The SPX’s decline of nearly 1% yesterday, the largest since December 11th, represents about a quarter of the 4% gains since the FOMC announced its plans to decrease the size of its bond buying program on December 18th.   To put it another way, U.S. equities gave back a quarter of the late year window dressing that helps fund managers get closer to their benchmarks or maybe even beat them, and also helps them get paid!!!  On December 17th in this space I mentioned the following:

we often hear the term window dressing where portfolio managers gun their biggest winners, or stocks that they know they can push around into the end of the year.  Put quite simply, the higher a stock is at the end of a reporting period, the larger the return for the PM and the greater the potential for him/her to get paid! And who really cares if they end up getting too long into Dec 31st as they can just sell in the New Year that extra portion and they will have 51 weeks to make back that performance (assuming that it is even down as year end and new year are historically very strong periods for equities).

While that might have sounded a tad cynical, that is very much the mindset of many institutional portfolio managers, even though they won’t admit it, and yesterday’s price action is partially a by-product of that behavior.

There were likely other factors at play though in yesterday’s price action, as Enis astutely pointed out in his MacroWrap this morning:

tax considerations play a big role, especially after a large gain for the indices like what we saw in 2013.  Rather than pay taxes on those capital gains in the 2013 cycle (so by April 15, 2014), investors hold on to stocks that they’re looking to sell until the calendar hits 2014.  Once they sell in 2014, they won’t have to pay taxes on those gains until April 15, 2015.  That is sometimes cited as a potential reason for weakness after a very strong year.

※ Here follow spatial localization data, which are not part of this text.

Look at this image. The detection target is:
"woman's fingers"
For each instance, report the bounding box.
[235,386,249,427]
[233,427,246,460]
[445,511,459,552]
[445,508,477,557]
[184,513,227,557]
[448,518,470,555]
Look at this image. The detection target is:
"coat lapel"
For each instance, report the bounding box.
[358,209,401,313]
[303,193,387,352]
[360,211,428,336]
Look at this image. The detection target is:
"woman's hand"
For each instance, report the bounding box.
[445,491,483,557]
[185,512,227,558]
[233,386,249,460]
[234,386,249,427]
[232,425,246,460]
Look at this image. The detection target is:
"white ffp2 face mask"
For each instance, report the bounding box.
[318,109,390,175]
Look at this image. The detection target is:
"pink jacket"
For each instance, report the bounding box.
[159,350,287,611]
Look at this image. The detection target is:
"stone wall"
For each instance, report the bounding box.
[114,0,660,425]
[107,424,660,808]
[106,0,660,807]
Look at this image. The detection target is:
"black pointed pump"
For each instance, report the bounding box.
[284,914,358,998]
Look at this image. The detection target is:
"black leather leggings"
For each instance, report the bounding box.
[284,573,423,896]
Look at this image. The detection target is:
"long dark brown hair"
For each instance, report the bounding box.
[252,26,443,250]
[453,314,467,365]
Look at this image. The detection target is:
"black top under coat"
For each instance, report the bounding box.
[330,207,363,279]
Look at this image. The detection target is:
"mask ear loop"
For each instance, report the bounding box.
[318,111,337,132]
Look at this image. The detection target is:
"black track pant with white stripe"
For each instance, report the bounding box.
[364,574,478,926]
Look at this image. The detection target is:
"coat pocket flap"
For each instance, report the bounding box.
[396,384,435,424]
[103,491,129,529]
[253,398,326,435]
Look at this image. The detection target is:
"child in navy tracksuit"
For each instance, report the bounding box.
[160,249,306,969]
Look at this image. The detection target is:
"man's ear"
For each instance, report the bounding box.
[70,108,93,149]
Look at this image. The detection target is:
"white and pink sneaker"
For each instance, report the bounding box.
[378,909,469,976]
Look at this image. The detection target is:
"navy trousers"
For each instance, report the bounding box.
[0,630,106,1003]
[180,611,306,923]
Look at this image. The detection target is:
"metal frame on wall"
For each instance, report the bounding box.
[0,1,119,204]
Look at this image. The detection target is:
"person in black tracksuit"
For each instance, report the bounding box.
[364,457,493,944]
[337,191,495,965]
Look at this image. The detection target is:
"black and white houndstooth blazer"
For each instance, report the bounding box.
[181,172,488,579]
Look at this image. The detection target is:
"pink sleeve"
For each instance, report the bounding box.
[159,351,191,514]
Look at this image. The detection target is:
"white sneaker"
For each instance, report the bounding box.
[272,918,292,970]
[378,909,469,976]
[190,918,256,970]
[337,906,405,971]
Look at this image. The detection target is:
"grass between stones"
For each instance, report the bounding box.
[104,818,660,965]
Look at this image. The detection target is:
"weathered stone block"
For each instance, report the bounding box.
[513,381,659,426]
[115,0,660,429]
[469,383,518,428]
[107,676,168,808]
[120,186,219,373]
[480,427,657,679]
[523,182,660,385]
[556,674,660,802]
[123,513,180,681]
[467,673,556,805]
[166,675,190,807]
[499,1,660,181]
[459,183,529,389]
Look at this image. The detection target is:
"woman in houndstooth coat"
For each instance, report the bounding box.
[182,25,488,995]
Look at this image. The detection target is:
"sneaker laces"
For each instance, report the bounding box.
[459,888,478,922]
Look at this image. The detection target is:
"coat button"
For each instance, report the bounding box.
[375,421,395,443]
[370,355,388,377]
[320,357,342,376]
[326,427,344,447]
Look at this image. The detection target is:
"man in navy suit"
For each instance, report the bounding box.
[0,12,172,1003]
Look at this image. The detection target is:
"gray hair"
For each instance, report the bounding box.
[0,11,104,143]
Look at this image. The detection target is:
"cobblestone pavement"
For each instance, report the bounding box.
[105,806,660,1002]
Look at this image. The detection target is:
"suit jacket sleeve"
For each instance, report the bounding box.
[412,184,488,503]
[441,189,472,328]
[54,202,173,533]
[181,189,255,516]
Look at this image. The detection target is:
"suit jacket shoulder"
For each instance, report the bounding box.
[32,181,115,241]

This could obviously be the reason for some of the selling but when you look at the performance of stocks like TWTR up 6%, Solar names (FSLR & SCTY both up 5%) and 3D printing stocks all up on the day, some of the speculative stocks from 2013 that had massive gains, investors clearly want to stick with what has worked, for now.

I guess the last point I would make is that taking too much away from a less than 1% decline in the SPX, after such a monster year would be fairly useless, and the next real barometer for U.S. stocks will be Q4 earnings that will start in earnest the week after next.  I would also add that it would be complacent of investors not to keep an eye on the damage done in emerging markets the last couple days with Brazil and China down a bit more than 1.5% and the ETFs that track these markets (EEM, EWZ & FXI) all down more than 3% in yesterday’s trade.  While China’s weak non-manufacturing PMI data will be cited (lowest reading since August), from where I am sitting EM and the potential for reflation of growth is the single largest risk to the rally in the developed world.  While bulls point to the stabilization and the lack of hard landing, if we are to see a correction in 2014, a stagnation or a mild decline in growth would likely be the stumbling block.